Tag Archives: ILF

What the Closure of ILF means to disabled people – Natassia and Petrell’s ’s story

Natassia and Petrell’s story

Natassia and Petrell’s Story

Natassia is a 21year old young woman who lives at home with her parents in South Norwood, Croydon. She wants to live an independent life with choice and control over what she does and who she does it with. Her support package from the local Council is £175 per week. This is not enough to cover the support she needs yet the Council are refusing to raise it, giving her mother the only alternative of sending her to live in residential care.

Natassia has Cerebral Palsy and requires assistance with washing, dressing,***** She wants to be active and to enjoy social networks and get of the house so she uses her budget to pay to go to a day centre of her choice in South Croydon three days a week. This costs £141 and leaves little left in the budget for meeting her needs for the rest of the week. The Council say if it is too expensive from her budget she should choose to go somewhere else but other day centres in the area are full of older people who Natassia doesn’t relate to and aren’t appropriate. The cost of getting out of the house three times a week then means that there isn’t enough money left in the budget to pay for personal assistants to support Natassia get up, washed and dressed and her parents have to rise at 4.30am to do this. They are happy to do this on the weekend but they find it too much every day of the week.
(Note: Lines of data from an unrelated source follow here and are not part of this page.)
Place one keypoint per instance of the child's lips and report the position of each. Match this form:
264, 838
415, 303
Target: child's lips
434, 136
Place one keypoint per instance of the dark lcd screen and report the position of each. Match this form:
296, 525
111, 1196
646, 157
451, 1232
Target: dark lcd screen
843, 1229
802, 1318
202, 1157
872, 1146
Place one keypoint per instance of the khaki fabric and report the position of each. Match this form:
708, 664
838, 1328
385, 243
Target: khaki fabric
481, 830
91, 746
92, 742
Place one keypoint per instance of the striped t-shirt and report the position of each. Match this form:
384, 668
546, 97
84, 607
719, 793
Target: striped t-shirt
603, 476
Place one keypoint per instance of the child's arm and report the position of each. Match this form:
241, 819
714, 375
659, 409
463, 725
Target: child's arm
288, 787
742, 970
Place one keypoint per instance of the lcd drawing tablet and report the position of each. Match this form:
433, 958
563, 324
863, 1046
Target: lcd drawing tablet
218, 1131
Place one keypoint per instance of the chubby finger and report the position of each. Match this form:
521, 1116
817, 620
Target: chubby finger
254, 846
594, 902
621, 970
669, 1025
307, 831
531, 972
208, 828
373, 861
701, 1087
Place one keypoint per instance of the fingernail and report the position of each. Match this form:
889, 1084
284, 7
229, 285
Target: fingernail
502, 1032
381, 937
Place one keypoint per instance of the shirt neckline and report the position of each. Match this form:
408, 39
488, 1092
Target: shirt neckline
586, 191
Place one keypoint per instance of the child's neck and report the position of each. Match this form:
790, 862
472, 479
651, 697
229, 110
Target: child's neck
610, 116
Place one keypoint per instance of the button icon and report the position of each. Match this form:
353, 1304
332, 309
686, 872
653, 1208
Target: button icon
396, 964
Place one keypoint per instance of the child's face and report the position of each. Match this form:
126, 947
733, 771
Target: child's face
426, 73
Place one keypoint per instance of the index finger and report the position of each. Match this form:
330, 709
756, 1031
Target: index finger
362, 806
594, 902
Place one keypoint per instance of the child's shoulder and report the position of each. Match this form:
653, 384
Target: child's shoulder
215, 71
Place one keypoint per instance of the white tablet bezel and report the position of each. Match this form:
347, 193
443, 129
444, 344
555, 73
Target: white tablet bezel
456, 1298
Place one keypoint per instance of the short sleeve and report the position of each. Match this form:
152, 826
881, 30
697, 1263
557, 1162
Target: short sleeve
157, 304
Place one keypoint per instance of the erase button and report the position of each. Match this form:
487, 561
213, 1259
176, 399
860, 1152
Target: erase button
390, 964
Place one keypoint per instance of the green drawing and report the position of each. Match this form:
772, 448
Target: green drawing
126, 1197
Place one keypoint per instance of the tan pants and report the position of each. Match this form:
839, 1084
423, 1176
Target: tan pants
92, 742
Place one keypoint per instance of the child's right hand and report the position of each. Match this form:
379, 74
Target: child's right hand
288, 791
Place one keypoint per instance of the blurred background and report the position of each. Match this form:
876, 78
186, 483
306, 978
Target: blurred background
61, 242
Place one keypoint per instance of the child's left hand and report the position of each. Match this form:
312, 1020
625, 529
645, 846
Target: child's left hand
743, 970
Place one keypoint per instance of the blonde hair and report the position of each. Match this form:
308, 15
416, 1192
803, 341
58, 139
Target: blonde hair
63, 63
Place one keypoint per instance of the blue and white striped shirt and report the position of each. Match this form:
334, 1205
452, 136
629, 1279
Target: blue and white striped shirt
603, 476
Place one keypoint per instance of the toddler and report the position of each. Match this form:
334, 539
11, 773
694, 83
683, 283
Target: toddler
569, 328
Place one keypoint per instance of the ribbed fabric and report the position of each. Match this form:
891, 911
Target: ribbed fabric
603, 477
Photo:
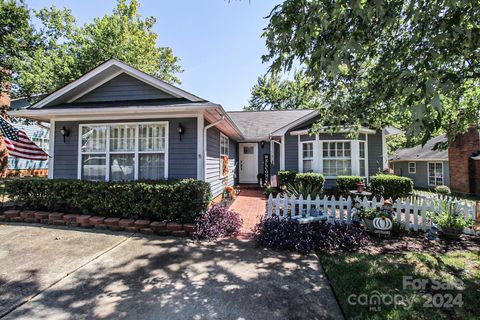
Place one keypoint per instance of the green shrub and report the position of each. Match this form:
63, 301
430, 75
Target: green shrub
390, 186
180, 201
286, 177
347, 183
444, 190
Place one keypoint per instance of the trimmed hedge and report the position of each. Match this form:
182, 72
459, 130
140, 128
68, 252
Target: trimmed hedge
390, 186
179, 201
286, 177
347, 183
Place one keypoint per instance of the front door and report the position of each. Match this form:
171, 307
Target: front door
248, 163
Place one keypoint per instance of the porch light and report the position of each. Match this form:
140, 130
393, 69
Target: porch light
180, 130
65, 132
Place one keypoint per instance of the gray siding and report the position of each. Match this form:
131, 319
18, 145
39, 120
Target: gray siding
123, 87
212, 173
182, 155
420, 177
375, 153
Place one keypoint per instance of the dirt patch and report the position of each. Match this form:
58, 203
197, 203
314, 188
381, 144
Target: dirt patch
420, 243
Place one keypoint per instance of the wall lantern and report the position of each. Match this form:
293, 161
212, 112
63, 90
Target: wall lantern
65, 132
181, 130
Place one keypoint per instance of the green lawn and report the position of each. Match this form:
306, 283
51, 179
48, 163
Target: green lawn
362, 273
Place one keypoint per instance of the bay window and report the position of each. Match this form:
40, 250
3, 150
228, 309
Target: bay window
337, 158
122, 152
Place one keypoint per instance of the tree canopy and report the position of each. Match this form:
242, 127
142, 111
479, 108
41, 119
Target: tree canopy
271, 92
382, 62
65, 51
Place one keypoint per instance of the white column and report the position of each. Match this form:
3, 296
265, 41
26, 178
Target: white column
355, 158
51, 148
200, 155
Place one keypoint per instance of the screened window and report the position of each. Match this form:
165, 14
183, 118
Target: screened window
224, 155
307, 156
412, 167
122, 152
435, 173
337, 158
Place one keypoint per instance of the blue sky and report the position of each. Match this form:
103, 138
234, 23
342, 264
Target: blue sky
219, 42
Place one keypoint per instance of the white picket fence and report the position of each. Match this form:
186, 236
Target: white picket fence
411, 212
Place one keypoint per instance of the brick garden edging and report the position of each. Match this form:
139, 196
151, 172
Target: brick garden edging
160, 228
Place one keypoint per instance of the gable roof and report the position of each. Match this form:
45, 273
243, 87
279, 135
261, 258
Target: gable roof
259, 125
422, 153
102, 74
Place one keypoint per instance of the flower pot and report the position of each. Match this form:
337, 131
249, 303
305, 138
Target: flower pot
368, 223
451, 233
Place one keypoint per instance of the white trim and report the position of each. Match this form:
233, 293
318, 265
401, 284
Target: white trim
324, 130
172, 90
95, 85
51, 150
240, 151
414, 167
300, 154
282, 131
223, 154
200, 155
428, 173
136, 151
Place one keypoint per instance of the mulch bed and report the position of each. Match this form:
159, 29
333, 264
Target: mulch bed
420, 243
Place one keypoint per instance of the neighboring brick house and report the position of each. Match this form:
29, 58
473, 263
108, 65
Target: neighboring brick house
457, 167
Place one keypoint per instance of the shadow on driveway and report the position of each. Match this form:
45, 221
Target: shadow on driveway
168, 278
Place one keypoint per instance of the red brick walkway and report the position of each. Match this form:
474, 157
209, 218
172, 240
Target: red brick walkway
250, 205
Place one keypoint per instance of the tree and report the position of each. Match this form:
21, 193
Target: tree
381, 62
67, 51
271, 92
The Council says that if this is a problem, Natassia should be sent into residential care.

This is despite the fact that residential care would be more expensive than raising the level of the personal budget Natassia receives, costing £225 in rent before any costs for support and personal care.

The family home has been adapted so it is accessible and meets Natassia’s needs. It is where she wants to live.

Had the Independent Living Fund been open Natassia could have applied for support to meet her full range of needs, to receive personal assistance support that allowed her to live with her family while allowing them to live their own lives while still being able to maintain her social networks and to be part of the community.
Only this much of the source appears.